Representation of Polynomials
The most natural way to represent polynomials is through Coefficient Representation:
Coefficients Representation
The most natural way to represent them is through coefficients, where we map coefficients to lists. It helps to arrange our coefficients in the following order mainly because now the k-th index C[k] is mapped to coefficient of k-th degree term. We will refer to this representation as Coefficient Representation of polynomials.
Example 1
\[\begin{aligned} &A(x) = 2 + 3x + 5x^2\rightarrow A = [2, 3, 5]\\ &B(x) = 2 + x^2 \rightarrow B = [2, 0, 1]\\ &C(x) = 4 + 6x + 10x^2 + 3x^3 + 5x^4 \rightarrow C = [4, 6, 10, 3, 5] \end{aligned}\]Generalization
\[P(x) = p_0 + p_1x + p_2x^2 + \dots + p_dx^d \rightarrow P = [p_0, p_1,\dots,p_d]\]Value Representation
Any polynomial of degree \(d\) can be uniquely represented by \(d+1\) points.
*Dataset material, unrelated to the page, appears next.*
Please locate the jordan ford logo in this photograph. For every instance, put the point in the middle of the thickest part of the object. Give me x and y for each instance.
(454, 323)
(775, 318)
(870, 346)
\[\begin{aligned} &P(x) = p_0 + p_1x + p_2x^2 + \dots + p_dx^d\\ &\{(x_0, P(x_0)),(x_1, P(x_1)),\dots, (x_d, P(x_d))\} \end{aligned}\]Example 2
Suppose \(P(x) = 5\), so \(p_0 =5\), then the \(\{(3, 5)\}\) is a value representation of that.
Example 3
Suppose \(P(x) = 2x + 1\) be a polynomial, So \(p_1 = 2, p_0 = 1\), then \(\{(1,3), (2,5)\}\) is a value representation of the \(P(x)\).
Example 4
Suppose \(P(x) = x^2\) be a polynomial, So \(p_2 = 1, p_1 =0,p_0 = 0\), then \(\{(1,1), (3, 9), (-3, 9)\}\) is a value representation of the \(P(x)\).
Example 5
Suppose \(P(x) = x^3\) be a polynomial, So \(P_3 = 1, p_2 = 0, p_1 =0,p_0 = 0\), then \(\{(1,1), (2, 8), (-2, -8)\}\) is a value representation of the \(P(x)\).